Yes, many of these things were already addressed by Jacob and others.

On 7 March 2017 at 05:32, Richard Barnes <r...@ipv.sx> wrote:
>> S6.3.2
>>
>>    [...] and MUST reflect [the?] value of the
>>    "external-account-binding" field in the resulting account object
>>
>> Is this a direct copy of the MAC that was provided?  Do you realize
>> that this enables a user with access to any account that was created
>> with a binding to replay the binding in new accounts without actually
>> having the MAC key?
>
>
> How would that work?  ISTM that since the MAC is calculated over the JWK
> representation of the account public key, you couldn't re-use the MAC to
> convey this authorization to another key.

Yeah, that is a detail I missed (that the MAC has a very specific form
isn't established by this point in the doc).
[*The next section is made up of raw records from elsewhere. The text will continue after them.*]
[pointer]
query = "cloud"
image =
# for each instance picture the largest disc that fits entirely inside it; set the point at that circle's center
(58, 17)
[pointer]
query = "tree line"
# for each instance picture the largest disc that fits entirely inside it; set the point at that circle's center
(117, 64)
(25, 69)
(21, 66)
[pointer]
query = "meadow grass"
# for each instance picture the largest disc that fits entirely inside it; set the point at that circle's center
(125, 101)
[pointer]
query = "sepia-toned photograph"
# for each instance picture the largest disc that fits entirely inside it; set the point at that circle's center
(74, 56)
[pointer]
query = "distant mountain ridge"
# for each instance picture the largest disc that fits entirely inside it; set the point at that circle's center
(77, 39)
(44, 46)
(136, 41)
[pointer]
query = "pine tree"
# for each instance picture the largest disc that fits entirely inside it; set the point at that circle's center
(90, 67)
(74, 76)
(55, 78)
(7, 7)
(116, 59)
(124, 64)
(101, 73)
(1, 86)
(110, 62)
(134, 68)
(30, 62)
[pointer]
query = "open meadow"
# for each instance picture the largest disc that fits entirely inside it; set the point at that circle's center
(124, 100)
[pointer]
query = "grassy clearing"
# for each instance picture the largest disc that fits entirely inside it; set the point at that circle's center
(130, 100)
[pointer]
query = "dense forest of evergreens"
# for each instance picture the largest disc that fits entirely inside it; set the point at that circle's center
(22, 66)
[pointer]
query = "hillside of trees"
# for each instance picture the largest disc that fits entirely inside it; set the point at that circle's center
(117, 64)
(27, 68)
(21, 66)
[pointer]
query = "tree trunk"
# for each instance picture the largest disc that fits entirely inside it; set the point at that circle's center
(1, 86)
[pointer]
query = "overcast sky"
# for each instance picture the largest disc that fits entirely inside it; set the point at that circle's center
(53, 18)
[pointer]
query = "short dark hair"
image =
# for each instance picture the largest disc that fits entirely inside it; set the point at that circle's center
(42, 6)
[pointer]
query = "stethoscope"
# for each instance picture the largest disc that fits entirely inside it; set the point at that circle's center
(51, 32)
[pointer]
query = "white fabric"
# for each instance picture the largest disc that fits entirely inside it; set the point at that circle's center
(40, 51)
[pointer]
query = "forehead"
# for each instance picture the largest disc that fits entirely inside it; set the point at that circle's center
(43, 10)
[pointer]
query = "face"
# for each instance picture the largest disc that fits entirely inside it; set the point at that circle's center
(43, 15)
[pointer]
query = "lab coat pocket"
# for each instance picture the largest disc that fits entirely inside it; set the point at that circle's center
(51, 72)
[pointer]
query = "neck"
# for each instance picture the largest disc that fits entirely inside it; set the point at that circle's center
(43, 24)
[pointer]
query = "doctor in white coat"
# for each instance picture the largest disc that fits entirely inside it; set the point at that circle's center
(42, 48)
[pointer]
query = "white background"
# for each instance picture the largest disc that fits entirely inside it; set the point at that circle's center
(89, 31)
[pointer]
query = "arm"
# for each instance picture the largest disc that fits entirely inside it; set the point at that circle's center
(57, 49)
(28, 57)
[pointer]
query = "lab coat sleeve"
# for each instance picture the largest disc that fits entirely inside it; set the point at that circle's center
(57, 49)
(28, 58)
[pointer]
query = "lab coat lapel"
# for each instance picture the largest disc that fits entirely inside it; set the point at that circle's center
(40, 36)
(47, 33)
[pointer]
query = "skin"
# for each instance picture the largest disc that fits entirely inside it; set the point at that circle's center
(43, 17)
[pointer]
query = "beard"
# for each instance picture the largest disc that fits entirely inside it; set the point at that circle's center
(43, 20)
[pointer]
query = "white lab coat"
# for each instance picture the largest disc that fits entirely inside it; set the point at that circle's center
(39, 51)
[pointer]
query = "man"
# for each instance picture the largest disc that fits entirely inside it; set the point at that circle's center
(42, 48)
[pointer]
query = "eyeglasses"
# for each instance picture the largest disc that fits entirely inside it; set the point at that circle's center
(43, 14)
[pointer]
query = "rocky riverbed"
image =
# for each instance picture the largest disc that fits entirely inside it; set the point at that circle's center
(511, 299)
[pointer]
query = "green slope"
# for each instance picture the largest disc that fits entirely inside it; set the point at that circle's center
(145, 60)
> If there is an issue here, we do need to fix it, since the major purpose of
> external account binding is to convey authorization, e.g., for EV.
>
> It is probably overkill to reflect the whole object.  I think my preferred
> solution would be to just reflect the "kid" value as you suggest.

That would be fine.

>> [re: Revocation on account deletion]
>
>
> As with all server behaviors here, we can't really be too prescriptive; CAs
> will have compliance needs dictated by things like customers or root
> programs that will be will override voluntary protocol specifications.  Some
> cautionary text might be warranted.

I realize that there might be cases where termination of an account
might result in revocation, but the protocol doesn't need to require
it.  (I think that this was discussed and resolved by saying that the
certificates will not be directly affected by this action.)

>> S6.5.1
>>
>>    In responding to poll requests while
>>    the validation is still in progress, the server MUST return a 202
>>    (Accepted) response
>>
>> The 202 is an odd choice here.  The resource exists and has content,
>> so 200 works perfectly well for this purpose.
>
>
> WFM.  200 + Retry-After is OK?

Probably.  It's a little odd to include Retry-After on a successful
response, (503 being more common), but I can't think of anything
better.

>> S9.4
>>
>> Does an ACME server send Referer[sic]?  What should it set it to?
>
> You mean as an SSRF mitigation?  In that case, the real question is what
> headers the ACME server should send in order to minimize the probability
> that an attacked resource would respond to the request.  I'm not sure
> Referer is great for that; wouldn't Origin be better?  And in the Origin
> case, I would think the right thing to set it to would be the origin for the
> server.

I don't mean as anything.  The question is simply whether it does or
not.  It might make it easier to construct a valid response, though
I'm not sure that has reads on the ability of an attacker to generate
a valid response given the challenge structure.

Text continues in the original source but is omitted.